Biological Big Bangs and the emerging pattern of tree-like evolution: transitions between rapid and slow phases of evolution in the history of life. The transition between the rapid, inflationary, and slow, tree-like, phases of evolution is shown by the red line and denoted BBB. The similarity to the depiction of Big Bang events in the evolution of the multiverse in Fig. 3 is deliberate. I. The pre-cellular BBBs. The squiggles of different colors denote genetic elements in the primordial gene pool, and arrows denote recombination/fusion processes. The emerging trees are those of individual genes and virus-like agents. The emergence of the proto-archaeal (A) and proto-bacterial (B) cells is shown as well. II. Origin of the major bacterial lineages. The rounded rectangles show proto-bacterial cells with leaky membranes (broken lines). The arrows denote extensive horizontal gene transfer.

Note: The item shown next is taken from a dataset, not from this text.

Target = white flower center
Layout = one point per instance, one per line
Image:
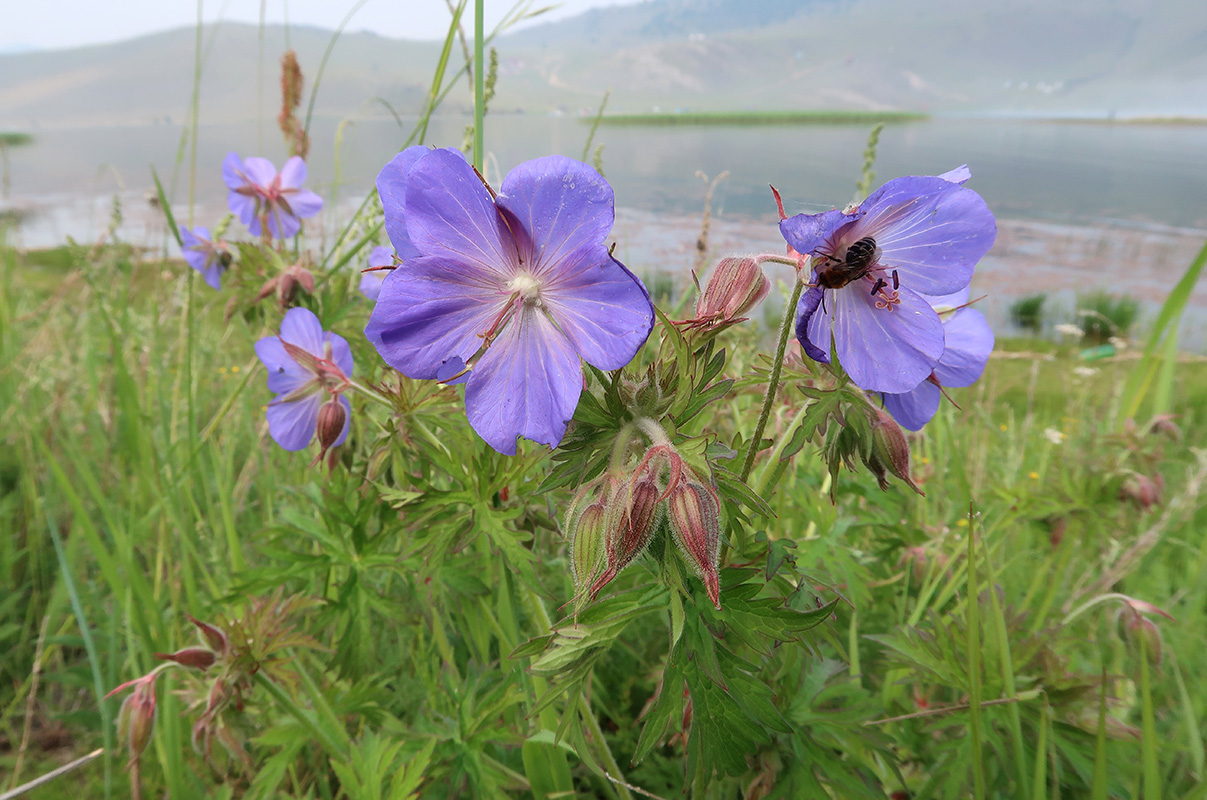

The colored shapes denote emerging bacterial lineages (trees) with tighter membranes (solid lines). A similar schematic for the origin of archaeal lineages is not shown. III. Origin of the eukaryotic supergroups. The irregular shapes show proto-eukaryotic cells that already harbored mitochondria derived from α-proteobacteria (dark green shapes inside – shown to derive from one of the bacterial trees supposed to correspond to the proteobacterial lineage) and have evolved nuclei (red spheroids, so colored to emphasize the archaeal connection). The archaeal ancestry of eukaryotes is denoted by a broken arrow (the intermediate, inflationary phase is omitted). Arrows show secondary symbioses with other bacteria or primitive eukaryotes (colored shapes) that are postulated to give rise to the eukaryotic supergroups (trees).

Figure 3

The cosmological model of eternal inflation. A. Emergence of universes as nucleating bubbles of low-energy vacuum in the eternally inflating sea of false vacuum. B. A Big Bang event at the origin of a universe: views from the inside of the emerging universe and from the outside.